Alfred Bonnefoy-Debaïs

Etudier, préserver et faire connaître le Patrimoine Historique, Naturel et Culturel de Séderon et de sa Région

Lou Trepoun 18
Il n’y a pas de pain
Article mis en ligne le 27 septembre 2013
dernière modification le 13 décembre 2014

par JOUVE Suzanne

Il faudrait aller voir à Séderon si « le Moullet » a fait cuire le pain.

« Allez, Lucien, prends ta bicyclette et va à Séderon voir s’il y a du pain, et s’il y en a, dis-lui au boulanger que nous irons le chercher avec la jardinière »

C’est ainsi que parlait Marie Bernard à mon frère. Cela se passait le 10 août 1944. Mon frère qui avait 12 ans, prit hardiment sa bicyclette et le voilà parti tout joyeux, vers Séderon.

Rien ne se serait passé, si ce jour là, à peine arrivé à l’Essaillon, Lucien n’eut vu (à ce qu’il dit) trois avions qui tournoyaient sur la Tour, puis sur le Crapon avant de piquer sur l’église.

Il arrivait sur le pont et il les vit, ces avions, qui larguaient des « bouteilles avec de petites ailes ! » De l’autre côté du pont, il y avait Jules Guérin et Jeannot Charrol qui s’échappaient dans la rivière. C’est alors que Le Lucien comprit que cela était sérieux et que ça allait mal. En un clin d’œil, il fit demi-tour avec l’idée de repartir le plus vite possible à Eygalayes.

Ce satané avion ! Ne voilà-t-il pas qu’il se mit à le suivre, et même aurait-on dit à le poursuivre, lui et sa bicyclette !

« Je voyais le goudron, dit plus tard Lucien, se soulever devant ma bicyclette. J’appuyais tant que je pouvais sur les pédales et plus j’appuyais, plus cet avion me lançait des balles et taratata... taratata… ! faisait le concert tout là-haut ! Le guidon tremblait tellement que je me demandais si c’était moi qui le faisait trembler ou le taratata, taratata... venu d’en haut ! Moi je n’entendais plus rien ! »

Arrivé au Quatre, il trouva un groupe de résistants ; ils étaient trois ; ils lui crièrent :

« Mais t’es pas fou ! Viens ici et reste tranquille ! »

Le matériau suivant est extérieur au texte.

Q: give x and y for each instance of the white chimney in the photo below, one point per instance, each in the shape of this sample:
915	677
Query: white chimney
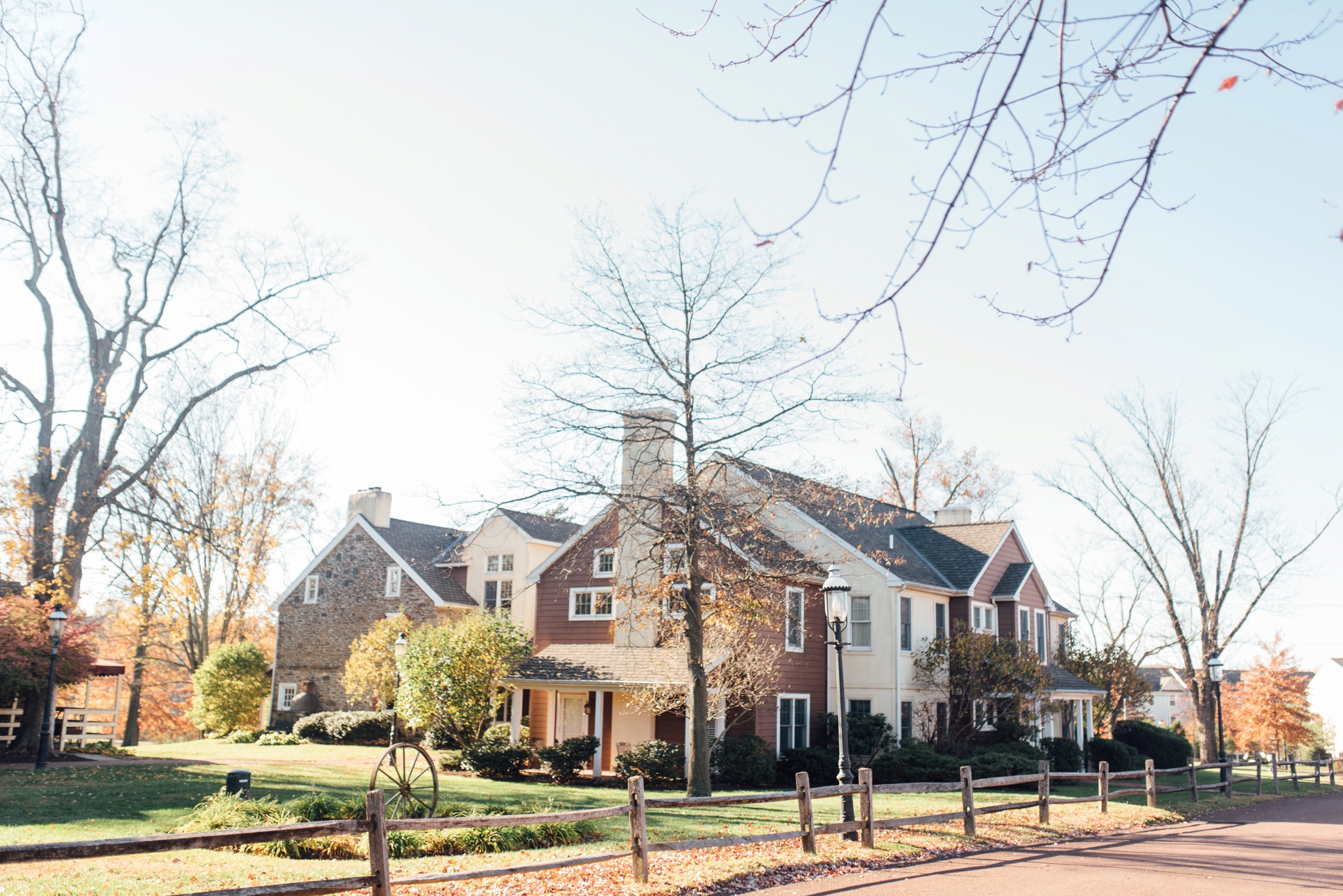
952	515
375	504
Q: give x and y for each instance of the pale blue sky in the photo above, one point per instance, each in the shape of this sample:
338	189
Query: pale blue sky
446	143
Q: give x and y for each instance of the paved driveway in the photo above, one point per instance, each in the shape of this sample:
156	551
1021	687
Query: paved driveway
1280	847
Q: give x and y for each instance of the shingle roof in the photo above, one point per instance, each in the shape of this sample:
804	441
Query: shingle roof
543	527
1013	578
1067	682
605	664
420	545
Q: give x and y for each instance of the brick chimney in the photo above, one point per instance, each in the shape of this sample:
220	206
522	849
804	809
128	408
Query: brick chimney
375	504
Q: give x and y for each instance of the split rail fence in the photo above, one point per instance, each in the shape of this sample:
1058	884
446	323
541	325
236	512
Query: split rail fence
378	825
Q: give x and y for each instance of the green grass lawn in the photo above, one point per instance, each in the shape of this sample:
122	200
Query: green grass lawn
90	801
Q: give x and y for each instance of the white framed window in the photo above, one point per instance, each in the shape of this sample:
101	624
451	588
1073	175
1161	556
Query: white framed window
860	622
603	563
794	633
675	608
590	604
794	722
984	617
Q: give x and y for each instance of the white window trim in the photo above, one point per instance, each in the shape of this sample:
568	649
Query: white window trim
802	619
591	617
778	705
992	609
851	648
597	563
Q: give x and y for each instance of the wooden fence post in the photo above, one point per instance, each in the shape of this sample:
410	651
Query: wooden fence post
870	834
638	830
967	798
809	830
378	865
1044	793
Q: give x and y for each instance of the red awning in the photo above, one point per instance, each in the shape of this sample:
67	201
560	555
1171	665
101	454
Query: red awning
102	668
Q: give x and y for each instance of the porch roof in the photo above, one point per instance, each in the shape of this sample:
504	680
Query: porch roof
601	667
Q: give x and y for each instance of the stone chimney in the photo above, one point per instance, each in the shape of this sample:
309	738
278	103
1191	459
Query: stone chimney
952	515
375	504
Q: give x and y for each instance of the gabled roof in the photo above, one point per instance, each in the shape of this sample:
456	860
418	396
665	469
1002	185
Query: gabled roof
1014	577
412	546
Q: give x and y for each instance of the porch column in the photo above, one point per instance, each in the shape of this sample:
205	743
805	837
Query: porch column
597	727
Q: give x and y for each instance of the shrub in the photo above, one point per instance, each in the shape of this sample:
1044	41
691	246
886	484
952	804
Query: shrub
567	758
1167	749
278	739
743	761
229	688
1062	754
496	758
660	762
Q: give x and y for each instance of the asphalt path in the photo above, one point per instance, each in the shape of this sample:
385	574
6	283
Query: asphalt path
1291	846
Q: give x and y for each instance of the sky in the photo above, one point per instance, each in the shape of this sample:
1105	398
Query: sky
448	147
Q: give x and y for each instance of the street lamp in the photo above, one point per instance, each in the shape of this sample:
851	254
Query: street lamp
1214	673
837	612
57	623
399	650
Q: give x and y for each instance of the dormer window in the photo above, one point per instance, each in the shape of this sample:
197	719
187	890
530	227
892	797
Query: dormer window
603	563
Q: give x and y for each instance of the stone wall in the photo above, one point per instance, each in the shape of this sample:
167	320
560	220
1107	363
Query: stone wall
312	640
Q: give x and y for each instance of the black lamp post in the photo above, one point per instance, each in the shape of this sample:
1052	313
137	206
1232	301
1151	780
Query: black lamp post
837	612
1214	673
57	623
399	649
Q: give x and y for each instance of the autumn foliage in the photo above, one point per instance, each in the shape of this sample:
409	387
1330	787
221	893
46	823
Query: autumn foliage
1268	710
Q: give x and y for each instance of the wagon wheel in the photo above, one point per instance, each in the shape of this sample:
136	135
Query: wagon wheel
407	774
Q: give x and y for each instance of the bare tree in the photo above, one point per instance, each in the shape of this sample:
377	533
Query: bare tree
1150	500
679	354
130	327
930	472
1057	115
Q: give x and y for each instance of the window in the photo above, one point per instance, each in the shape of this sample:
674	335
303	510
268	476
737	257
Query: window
793	722
590	604
982	617
793	636
860	622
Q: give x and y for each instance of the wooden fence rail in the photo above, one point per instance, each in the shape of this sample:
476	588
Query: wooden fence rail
376	824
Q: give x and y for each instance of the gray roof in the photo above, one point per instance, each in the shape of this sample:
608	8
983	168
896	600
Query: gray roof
603	664
904	541
1068	683
542	527
420	545
1013	578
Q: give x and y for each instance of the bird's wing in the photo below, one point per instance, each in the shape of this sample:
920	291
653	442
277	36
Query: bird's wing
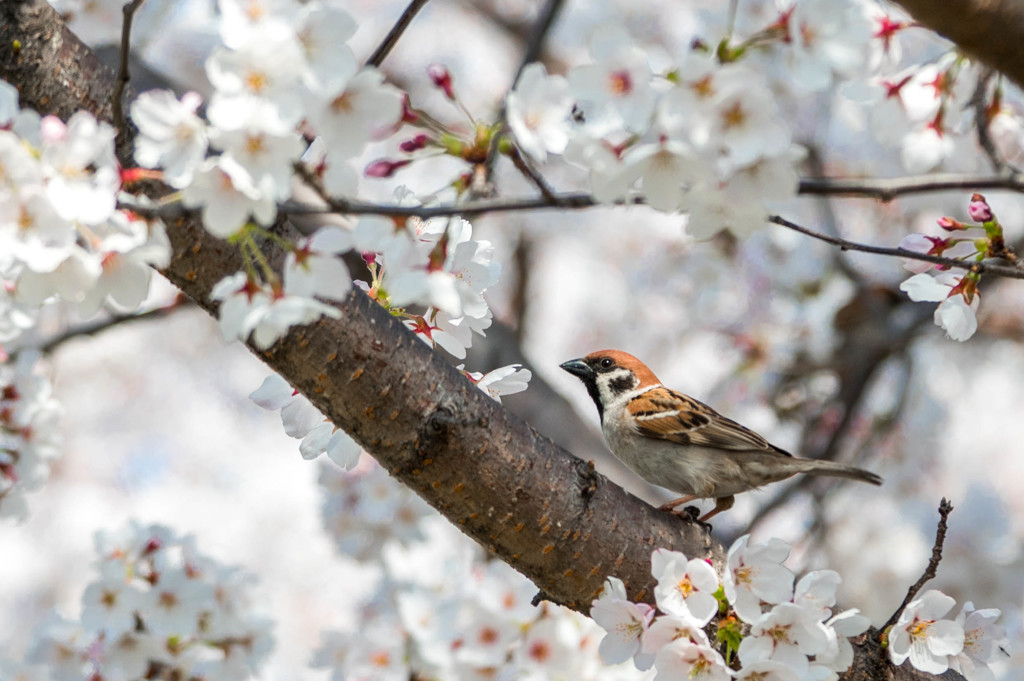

Et mon Lucien de s’accroupir contre le tilleul. « Le Pascal » lui donna un sucre avec un peu d’eau de vie pour le ravigoter. Les résistants avec leur fusil, tiraient sur l’avion qui faisait encore un tour, puis, tous trois disparurent laissant le village tout abasourdi.

« Maintenant tu peux y aller ! Ils sont partis ces fous », dirent les résistants à mon frère.

Il eut tôt fait de décamper sans demander son reste.

Inutile de vous dire qu’à peine arrivé au village, il fut surpris de voir tout le monde sur la place qui se faisait du mauvais sang pour lui. En effet ils l’avaient vu, l’avion, qui volait au-dessus d’Eygalayes ! (Je m’en souviens, moi, j’avais à peine quatre ans. Je me trouvais chez un voisin avec une quinzaine de personnes qui regardaient l’avion et lorsqu’il vint un peu trop près, elles s’éparpillèrent comme des oiseaux affolés.)

Et sur la place, Marie Bernard se désolait :

« Et moi qui ai envoyé ce garçon là-bas ! Cela est-il permis ! »

Ma mère pleurait et tremblait...

Lucien, pourtant, apparut, tout pâle ; il avançait lentement, étonné de voir tout ce monde angoissé qui l’attendait !

Et le pain me direz-vous ?

Personne ne pensa jamais à demander s’il y avait eu du pain à Séderon.

Le lendemain, nous avons appris que Jean Charrol était fort blessé tandis que le pauvre Jules Guerin lui, était mort.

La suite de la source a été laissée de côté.